Topic: GS Paper – GS 3 : Science & Technology, Artificial Intelligence, Digital Economy, Innovation and Investment

Context

The artificial intelligence (AI) industry has reached an inflection point. After years of massive capital flows into foundational infrastructure — data centres, chips, cloud compute and large language models — the central question is no longer whether AI works, but whether it can generate sustainable profits. The emerging answer is clear: the next phase of value creation in AI will be driven not by infrastructure or training larger models, but by concrete, revenue-generating applications.

AI infrastructure versus AI applications

In 2025 alone, companies globally spent nearly $320 billion on AI infrastructure, yet most foundational model firms continue to post thin or negative margins. High inference costs, intense competition, and pricing pressure have constrained profitability. Even firms reporting strong revenues remain loss-making, relying on venture capital and corporate financing rather than operating income.

By contrast, AI applications tell a different story. Spending on AI applications crossed $19 billion in 2025, accounting for more than half of total generative AI expenditure and over 6% of the global software market — a remarkable achievement barely three years after ChatGPT’s launch. This spending reflects genuine market demand: businesses are no longer experimenting with AI; they are deploying it at scale.
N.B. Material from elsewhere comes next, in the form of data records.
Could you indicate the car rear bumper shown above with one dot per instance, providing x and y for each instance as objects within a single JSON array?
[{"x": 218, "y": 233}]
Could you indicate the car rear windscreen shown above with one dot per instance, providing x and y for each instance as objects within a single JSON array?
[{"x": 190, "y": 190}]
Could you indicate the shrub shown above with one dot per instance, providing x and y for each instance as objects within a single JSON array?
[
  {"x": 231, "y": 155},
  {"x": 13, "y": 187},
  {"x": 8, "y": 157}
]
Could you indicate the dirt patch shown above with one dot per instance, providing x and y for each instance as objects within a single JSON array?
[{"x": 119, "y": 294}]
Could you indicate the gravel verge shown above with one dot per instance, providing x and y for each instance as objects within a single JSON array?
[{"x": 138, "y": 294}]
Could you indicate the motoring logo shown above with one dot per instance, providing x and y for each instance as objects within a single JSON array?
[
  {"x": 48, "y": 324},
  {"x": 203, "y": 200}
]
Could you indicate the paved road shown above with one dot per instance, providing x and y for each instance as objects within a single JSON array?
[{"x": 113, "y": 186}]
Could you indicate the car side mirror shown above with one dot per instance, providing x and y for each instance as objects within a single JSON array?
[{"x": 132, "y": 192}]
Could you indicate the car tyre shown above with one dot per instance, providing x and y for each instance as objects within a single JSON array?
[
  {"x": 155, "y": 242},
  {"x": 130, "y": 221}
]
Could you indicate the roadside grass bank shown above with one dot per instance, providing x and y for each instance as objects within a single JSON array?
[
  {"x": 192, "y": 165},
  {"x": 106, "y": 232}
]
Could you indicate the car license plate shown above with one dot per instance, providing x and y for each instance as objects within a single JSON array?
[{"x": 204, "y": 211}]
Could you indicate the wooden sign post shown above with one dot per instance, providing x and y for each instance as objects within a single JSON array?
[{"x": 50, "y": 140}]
Evidence of real market traction

A growing number of AI products now demonstrate durable revenue streams:

  • Over 10 AI products generate more than $1 billion in annual recurring revenue.
  • Nearly 50 products exceed $100 million in annual revenue.
  • Acquisitions increasingly target application-focused firms rather than infrastructure players.

The acquisition of fast-scaling AI startups illustrates that investors are prioritising tools that deliver measurable business outcomes — automation, productivity gains, and workflow integration — rather than raw computational capability.

Where the real value is emerging

The strongest momentum lies in departmental and enterprise AI applications. In 2025, coding tools alone accounted for $4 billion of a $7.3 billion departmental AI market, making them the largest segment. AI adoption among developers is now mainstream, especially in high-performing firms.

This shift is also reflected in enterprise spending patterns. Application-driven firms are capturing an increasing share of enterprise AI budgets by embedding AI deeply into workflows, leveraging proprietary data, and becoming operationally indispensable. As infrastructure costs fall and efficiency improves, profit margins in applied AI are projected to rise sharply.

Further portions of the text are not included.